Once Israel has completed its withdrawal in accordance with the resolutions of the General Assembly, the Armistice Agreement between Israel and Egypt will again be fully operative. In these circumstances, [Page 329] and in view of the measures taken by the United Nations to deal with the situation, there can be no basis for either party to assert or exercise any belligerent rights.

The United States would like to see as rapidly as is practical a definitive settlement of the Palestine problem; such a peace as is contemplated by the Armistice Agreements. We recognize that this cannot be attained at the present. Therefore, one of our principal tasks is to create peace and tranquility through the prevention of aggression. We believe that even if formal peace with definitive settlements may not now be obtained, we should vigorously seek to bring about the conditions of security and tranquility which may as rapidly as possible hereafter make a peace settlement practicable, and that in the meantime there should be a strict compliance by both Israel and Egypt with their international obligations.

If, following the Israeli withdrawal, there should be any recurrence of hostilities or any violation by either party of its international obligations, including those of the Armistice Agreement, then this would create a situation for United Nations consideration. The United States would consult with other Members of the United Nations to consider appropriate action both within and outside the United Nations, with the object of restoring peace and harmonious relations in conformity with the principles of justice and international law.

In these difficult matters, the United Nations has a basic obligation set out in our Charter to suppress acts of aggression or other breaches of the peace and to bring about by peaceful means, and in conformity with the principles of justice and international law, adjustment or settlement of international disputes or situations which might lead to a breach of the peace. We also recall that Article 2 of the Charter provides that Members in order to get the rights and benefits resulting from membership shall themselves fulfill in good faith their obligations under the Charter, and that among such obligations is that of settling their international disputes by peaceful means and refraining from the use of force against the territorial integrity of any state.

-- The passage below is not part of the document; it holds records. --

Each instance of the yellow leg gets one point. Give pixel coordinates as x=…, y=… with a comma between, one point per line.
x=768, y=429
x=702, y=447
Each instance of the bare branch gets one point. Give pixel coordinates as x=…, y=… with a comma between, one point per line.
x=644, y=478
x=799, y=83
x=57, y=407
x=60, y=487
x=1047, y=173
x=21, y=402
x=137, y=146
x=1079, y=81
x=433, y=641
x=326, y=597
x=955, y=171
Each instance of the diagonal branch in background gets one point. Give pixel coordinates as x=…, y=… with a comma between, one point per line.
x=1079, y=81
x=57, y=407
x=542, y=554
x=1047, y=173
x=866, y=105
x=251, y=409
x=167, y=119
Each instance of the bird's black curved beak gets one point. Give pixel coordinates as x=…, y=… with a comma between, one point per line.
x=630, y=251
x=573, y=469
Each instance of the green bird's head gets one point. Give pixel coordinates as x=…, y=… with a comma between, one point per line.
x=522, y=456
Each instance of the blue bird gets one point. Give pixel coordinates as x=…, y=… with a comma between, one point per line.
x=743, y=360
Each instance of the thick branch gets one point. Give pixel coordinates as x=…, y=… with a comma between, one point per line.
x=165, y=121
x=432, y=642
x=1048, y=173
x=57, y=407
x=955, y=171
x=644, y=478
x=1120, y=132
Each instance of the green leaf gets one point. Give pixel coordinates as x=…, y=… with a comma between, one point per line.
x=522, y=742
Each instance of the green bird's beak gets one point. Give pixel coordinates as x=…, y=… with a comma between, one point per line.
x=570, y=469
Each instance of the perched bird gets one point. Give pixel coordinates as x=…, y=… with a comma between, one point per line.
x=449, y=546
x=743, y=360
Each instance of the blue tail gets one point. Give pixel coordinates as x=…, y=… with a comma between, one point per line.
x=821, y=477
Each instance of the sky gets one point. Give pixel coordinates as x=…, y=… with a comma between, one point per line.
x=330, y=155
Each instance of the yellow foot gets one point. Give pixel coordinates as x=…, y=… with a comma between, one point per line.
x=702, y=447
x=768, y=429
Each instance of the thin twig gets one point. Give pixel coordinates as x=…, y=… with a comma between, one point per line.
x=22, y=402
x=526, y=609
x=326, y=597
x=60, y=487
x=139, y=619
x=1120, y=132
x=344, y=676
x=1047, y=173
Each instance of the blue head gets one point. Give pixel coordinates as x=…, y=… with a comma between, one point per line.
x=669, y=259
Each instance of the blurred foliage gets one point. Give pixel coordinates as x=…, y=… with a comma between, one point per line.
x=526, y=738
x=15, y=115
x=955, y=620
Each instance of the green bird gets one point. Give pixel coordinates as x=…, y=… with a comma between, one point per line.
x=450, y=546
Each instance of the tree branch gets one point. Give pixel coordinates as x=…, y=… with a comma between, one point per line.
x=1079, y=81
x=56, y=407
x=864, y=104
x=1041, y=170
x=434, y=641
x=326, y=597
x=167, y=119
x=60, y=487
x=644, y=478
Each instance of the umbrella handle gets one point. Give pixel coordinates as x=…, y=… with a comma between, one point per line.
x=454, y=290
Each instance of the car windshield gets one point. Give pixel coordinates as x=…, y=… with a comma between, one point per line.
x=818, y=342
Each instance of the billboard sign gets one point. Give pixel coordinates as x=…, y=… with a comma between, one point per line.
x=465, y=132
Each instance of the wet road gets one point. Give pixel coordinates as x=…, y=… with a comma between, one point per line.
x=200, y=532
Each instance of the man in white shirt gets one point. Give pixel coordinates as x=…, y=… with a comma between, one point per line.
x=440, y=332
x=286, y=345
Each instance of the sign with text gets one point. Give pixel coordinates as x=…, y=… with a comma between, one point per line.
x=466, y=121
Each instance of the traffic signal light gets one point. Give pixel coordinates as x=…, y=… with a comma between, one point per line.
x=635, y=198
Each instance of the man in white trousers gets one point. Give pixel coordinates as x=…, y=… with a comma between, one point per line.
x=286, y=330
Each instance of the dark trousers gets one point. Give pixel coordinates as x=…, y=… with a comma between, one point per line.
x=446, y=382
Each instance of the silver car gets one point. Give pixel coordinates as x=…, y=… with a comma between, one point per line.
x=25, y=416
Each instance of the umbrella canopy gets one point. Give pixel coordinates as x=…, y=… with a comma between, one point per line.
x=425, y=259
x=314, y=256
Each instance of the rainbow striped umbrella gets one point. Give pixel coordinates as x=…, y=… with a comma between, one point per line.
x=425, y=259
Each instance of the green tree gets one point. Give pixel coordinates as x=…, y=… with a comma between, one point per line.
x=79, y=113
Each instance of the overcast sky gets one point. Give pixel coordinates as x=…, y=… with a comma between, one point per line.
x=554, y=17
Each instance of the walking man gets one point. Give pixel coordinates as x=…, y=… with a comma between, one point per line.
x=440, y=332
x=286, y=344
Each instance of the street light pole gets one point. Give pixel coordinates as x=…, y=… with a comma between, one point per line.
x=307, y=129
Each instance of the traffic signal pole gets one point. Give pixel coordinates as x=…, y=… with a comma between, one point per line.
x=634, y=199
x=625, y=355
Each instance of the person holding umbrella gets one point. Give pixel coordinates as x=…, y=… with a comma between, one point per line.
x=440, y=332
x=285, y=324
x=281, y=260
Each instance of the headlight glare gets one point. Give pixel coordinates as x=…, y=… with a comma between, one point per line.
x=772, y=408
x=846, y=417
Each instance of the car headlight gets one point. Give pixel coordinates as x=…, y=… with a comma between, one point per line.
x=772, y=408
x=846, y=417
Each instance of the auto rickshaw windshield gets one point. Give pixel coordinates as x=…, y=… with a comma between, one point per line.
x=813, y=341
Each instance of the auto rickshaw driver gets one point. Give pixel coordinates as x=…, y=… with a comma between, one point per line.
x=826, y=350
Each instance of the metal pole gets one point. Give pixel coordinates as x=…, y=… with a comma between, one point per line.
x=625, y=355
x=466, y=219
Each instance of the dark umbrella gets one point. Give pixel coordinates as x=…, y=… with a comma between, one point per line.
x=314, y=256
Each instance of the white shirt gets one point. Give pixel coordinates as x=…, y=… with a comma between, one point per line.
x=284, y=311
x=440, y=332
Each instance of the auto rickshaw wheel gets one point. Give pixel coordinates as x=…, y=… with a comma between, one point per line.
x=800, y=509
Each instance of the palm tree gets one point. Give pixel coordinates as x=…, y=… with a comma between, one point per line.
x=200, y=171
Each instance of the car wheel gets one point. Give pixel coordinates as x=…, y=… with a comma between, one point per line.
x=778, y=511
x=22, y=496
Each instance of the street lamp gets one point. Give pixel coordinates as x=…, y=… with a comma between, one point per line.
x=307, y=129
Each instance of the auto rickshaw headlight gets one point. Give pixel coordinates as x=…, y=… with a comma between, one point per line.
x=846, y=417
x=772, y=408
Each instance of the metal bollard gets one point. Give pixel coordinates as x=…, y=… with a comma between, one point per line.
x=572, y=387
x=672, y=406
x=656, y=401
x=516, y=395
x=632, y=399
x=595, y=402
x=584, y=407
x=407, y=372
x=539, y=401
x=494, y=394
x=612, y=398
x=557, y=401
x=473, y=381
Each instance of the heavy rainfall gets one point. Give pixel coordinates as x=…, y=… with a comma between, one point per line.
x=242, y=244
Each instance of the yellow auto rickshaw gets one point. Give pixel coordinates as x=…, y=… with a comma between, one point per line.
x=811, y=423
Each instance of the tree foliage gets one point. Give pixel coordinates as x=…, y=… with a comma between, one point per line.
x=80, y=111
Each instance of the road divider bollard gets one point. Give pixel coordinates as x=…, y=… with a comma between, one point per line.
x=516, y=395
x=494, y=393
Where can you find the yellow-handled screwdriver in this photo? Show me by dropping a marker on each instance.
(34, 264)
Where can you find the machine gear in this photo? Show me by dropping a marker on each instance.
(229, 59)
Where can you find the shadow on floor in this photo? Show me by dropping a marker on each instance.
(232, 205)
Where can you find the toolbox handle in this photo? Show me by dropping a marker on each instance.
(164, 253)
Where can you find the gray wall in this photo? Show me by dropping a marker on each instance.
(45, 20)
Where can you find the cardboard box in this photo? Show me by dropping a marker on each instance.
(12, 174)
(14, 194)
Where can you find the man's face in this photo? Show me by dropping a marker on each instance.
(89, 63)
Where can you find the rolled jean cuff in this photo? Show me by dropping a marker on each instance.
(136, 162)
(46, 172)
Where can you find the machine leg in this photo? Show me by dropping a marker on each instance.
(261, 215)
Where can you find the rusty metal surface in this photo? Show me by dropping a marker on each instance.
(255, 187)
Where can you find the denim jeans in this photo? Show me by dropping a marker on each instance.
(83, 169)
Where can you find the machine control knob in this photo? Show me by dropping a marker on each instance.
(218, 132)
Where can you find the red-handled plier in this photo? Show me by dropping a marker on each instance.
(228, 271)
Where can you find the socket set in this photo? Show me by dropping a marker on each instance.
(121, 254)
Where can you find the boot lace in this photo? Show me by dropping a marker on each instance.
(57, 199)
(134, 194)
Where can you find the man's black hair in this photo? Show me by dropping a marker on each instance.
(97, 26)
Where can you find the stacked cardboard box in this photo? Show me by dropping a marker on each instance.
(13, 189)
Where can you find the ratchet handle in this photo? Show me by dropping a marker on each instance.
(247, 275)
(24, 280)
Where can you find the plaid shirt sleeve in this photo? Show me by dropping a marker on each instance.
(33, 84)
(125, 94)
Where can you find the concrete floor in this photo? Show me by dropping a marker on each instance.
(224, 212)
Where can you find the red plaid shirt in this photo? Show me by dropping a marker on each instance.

We have reached a turning point in the long efforts of the United Nations to bring order and stability to this troubled area in the Near East. We have just heard Israel’s announcement that it will respond to the call of the General Assembly for withdrawal. It is now incumbent upon all Members of the United Nations, and particularly those directly concerned, to give their full cooperation in carrying out the measures proposed by the Secretary-General in his report of January 24 and endorsed by the General Assembly on February 2. With good will and a determination to serve the purposes of the Charter, we can make significant progress toward a more settled, prosperous, and happy world.

  1. Source: Eisenhower Library, Dulles Papers, Suez Problem. Secret; Personal and Private. Drafted by Dulles on March 1.
  2. Not printed. (Department of State, Central Files, 684A.86/3–157)
  3. A copy of draft statement #3 is attached to the copy of this memorandum of conversation, ibid., Secretary’s Memoranda of Conversations: Lot 64 D 199. It is printed below.
  4. Not attached to the source text nor found in Department of State files.